Should founders respond to inquiries about funding or acquisition?

A software founder friend in Phoenix just asked me this common question:

“Should I be responding to inbound acquisition requests that ask about our EBITDA?”

His company will either double or triple in revenues this year. From single-digit millions of revenue to double-digit millions this year.

Manageable 100%+ growth with a little outside funding and no funding needed is a great place to be.

Founders of growing software companies get lots of interest from investors and potential acquirers, primarily private equity “roll-up” financial acquirers and VC funders.

Here’s what I told him:

1) Should a founder respond to inbound acquisition and funding inquiries at all?

This depends on what they think you’ll need in the next couple of years, which takes some planning, soul-searching, and market-timing guessing.

– Some founders at this stage ignore these requests altogether. No need for funding and no desire to sell their companies.

– Other founders respond to a few of these inquiries after checking out the source and seeing there could be some future fit. Just a preliminary conversation to build relationships and learn things. Just don’t reveal private details in email or on these calls.

– If a big strategic player or premier VC in your space calls the CEO and “wants to talk,” it’s useful to have a polite exploration call. These are the high-potential inbound calls that tired founders dream about. They don’t happen very often, but they do happen. Mostly as you grow revenues over $10M ARR.

2) What if a potential acquirer asks about EBITDA?

I told my founder friend to ignore these requests.

If they mention EBITDA, they are the wrong type of partners altogether for a fast-growth software company.

EBITDA is a fancy finance acronym for “earnings before interest, taxes, depreciation, and amortization.” It’s your operating profit before all the accounting gyrations that big companies have.

I know this software company doesn’t have any of those accounting complications. They are investing all their revenue to grow faster, so there are minimal profits and taxes.
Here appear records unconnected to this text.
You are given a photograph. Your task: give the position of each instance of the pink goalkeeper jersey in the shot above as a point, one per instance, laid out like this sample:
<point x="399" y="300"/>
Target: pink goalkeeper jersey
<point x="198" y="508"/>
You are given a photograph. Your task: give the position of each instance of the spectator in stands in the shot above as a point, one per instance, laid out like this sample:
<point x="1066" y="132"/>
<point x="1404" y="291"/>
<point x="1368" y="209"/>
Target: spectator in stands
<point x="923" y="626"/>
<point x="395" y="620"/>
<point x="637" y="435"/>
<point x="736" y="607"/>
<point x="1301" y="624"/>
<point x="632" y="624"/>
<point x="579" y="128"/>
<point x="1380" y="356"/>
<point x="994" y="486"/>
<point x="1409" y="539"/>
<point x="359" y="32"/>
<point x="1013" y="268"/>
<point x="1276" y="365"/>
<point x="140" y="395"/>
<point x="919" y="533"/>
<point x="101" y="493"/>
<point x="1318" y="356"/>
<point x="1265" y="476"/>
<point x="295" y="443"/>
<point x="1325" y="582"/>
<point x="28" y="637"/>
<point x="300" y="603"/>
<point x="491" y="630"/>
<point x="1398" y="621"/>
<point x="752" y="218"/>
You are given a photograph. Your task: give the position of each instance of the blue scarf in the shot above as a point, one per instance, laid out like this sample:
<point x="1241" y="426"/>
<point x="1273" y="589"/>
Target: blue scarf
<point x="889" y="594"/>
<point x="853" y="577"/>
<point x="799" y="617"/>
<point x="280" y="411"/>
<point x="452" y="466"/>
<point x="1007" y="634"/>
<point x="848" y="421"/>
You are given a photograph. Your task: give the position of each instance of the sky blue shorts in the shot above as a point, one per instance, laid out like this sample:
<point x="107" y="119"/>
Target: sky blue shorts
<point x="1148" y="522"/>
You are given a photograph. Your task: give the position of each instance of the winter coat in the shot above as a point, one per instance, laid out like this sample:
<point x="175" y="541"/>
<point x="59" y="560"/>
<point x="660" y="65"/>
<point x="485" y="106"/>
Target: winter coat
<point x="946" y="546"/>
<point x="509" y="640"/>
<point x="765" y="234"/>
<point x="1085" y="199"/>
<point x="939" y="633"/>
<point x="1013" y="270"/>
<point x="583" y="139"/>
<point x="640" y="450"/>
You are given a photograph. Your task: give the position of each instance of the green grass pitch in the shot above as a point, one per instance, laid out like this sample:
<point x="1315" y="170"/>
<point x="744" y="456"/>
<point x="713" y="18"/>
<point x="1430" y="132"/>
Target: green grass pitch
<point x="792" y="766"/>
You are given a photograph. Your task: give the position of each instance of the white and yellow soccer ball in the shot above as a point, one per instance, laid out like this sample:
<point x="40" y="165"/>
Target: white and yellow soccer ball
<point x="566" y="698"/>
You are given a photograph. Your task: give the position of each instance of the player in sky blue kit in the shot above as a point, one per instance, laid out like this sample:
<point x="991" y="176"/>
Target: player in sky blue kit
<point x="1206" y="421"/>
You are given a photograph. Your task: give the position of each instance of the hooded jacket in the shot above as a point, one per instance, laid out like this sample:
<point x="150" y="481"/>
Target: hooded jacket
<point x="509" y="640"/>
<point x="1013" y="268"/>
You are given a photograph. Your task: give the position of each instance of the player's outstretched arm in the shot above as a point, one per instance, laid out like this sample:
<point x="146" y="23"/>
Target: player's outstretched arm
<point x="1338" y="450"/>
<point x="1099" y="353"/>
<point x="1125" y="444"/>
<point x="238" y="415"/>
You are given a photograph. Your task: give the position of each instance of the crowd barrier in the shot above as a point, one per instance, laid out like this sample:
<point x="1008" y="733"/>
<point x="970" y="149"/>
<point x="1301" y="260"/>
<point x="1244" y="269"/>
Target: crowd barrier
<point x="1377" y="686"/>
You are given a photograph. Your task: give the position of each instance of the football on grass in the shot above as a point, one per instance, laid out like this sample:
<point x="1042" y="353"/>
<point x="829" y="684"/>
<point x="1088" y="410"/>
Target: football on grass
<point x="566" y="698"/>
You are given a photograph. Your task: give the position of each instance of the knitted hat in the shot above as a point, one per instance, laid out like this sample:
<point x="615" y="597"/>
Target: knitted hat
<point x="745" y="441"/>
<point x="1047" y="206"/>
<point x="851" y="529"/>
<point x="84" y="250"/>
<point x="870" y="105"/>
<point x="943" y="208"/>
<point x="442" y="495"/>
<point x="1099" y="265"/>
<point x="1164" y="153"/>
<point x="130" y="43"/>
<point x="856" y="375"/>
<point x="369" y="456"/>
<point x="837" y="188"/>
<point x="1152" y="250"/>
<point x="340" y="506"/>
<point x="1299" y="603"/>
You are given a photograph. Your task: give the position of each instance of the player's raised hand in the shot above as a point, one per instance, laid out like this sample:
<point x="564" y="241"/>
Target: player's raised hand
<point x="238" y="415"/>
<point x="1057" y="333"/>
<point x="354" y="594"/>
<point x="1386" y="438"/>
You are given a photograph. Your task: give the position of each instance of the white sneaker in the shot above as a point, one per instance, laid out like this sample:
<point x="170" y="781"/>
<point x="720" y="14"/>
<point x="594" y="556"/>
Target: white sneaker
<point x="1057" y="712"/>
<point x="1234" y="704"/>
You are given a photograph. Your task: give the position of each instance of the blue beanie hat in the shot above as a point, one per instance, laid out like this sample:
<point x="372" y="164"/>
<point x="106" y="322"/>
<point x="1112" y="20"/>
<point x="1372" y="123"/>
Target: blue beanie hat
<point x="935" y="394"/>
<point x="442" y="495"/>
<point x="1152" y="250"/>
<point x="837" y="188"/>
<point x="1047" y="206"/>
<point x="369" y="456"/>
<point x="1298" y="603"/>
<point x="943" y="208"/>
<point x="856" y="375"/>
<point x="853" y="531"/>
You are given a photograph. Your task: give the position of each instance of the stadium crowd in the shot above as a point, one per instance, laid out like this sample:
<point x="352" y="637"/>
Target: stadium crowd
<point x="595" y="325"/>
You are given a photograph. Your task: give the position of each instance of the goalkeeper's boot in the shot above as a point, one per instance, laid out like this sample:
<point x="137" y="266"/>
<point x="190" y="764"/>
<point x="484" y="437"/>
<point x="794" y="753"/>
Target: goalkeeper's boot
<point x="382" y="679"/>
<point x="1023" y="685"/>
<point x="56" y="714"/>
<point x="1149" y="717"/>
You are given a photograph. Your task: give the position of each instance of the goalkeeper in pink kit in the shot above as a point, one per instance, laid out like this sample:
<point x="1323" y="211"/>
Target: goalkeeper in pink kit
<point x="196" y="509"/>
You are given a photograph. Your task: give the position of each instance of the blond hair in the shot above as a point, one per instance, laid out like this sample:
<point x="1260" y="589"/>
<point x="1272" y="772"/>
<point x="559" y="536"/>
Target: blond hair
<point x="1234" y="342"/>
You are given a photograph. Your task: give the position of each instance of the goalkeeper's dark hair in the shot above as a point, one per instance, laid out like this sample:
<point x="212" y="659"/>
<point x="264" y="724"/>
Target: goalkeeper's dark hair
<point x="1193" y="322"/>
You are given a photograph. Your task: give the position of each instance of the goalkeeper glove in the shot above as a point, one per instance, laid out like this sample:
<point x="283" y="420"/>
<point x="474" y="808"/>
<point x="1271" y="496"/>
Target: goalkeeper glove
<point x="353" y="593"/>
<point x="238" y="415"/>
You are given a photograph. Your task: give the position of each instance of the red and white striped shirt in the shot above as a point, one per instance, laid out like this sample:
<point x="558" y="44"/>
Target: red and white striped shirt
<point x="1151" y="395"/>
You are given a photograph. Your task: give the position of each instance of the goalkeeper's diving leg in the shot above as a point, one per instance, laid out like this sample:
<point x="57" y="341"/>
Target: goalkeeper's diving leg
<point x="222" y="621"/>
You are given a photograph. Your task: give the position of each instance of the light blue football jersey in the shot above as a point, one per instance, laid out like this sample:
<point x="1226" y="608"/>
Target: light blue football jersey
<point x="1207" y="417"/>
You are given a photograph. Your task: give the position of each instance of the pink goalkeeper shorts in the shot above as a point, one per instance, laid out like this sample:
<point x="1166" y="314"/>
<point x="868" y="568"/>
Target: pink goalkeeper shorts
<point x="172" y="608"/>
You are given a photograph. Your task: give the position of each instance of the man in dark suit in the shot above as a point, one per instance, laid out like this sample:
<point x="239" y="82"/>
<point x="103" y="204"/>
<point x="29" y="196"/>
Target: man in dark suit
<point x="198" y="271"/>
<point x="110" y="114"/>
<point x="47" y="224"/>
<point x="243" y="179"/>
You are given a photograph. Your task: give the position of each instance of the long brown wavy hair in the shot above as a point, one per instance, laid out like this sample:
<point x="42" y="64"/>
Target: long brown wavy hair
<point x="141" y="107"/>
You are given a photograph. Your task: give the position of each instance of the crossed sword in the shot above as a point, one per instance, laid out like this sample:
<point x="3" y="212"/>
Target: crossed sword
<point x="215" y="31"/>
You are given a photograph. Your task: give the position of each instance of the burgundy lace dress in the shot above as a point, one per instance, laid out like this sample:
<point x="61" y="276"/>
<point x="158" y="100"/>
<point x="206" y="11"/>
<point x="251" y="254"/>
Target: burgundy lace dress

Asking about EBITDA really means, “Are you a slow-growth business with complicated accounting and high profits?” Like a successful dental practice or a restaurant.

It also means “We are a low-value financial buyer that buys profit streams.” That’s how most non-tech companies are sold and bought: as a multiple of earnings/profit.

But SaaS and software companies are bought and invested in for multiples of revenue, not multiples of profit.

Something like 5X revenues to 15X right now for real SaaS companies, depending.

Taking high profits means you are not investing to grow revenues faster.

And high-value acquirers and investors aren’t buying your company for your previous profit stream.

They are buying growth potential since their game is revenue growth too.

Even most public software companies aren’t valued on multiples of profit, just efficient revenue growth.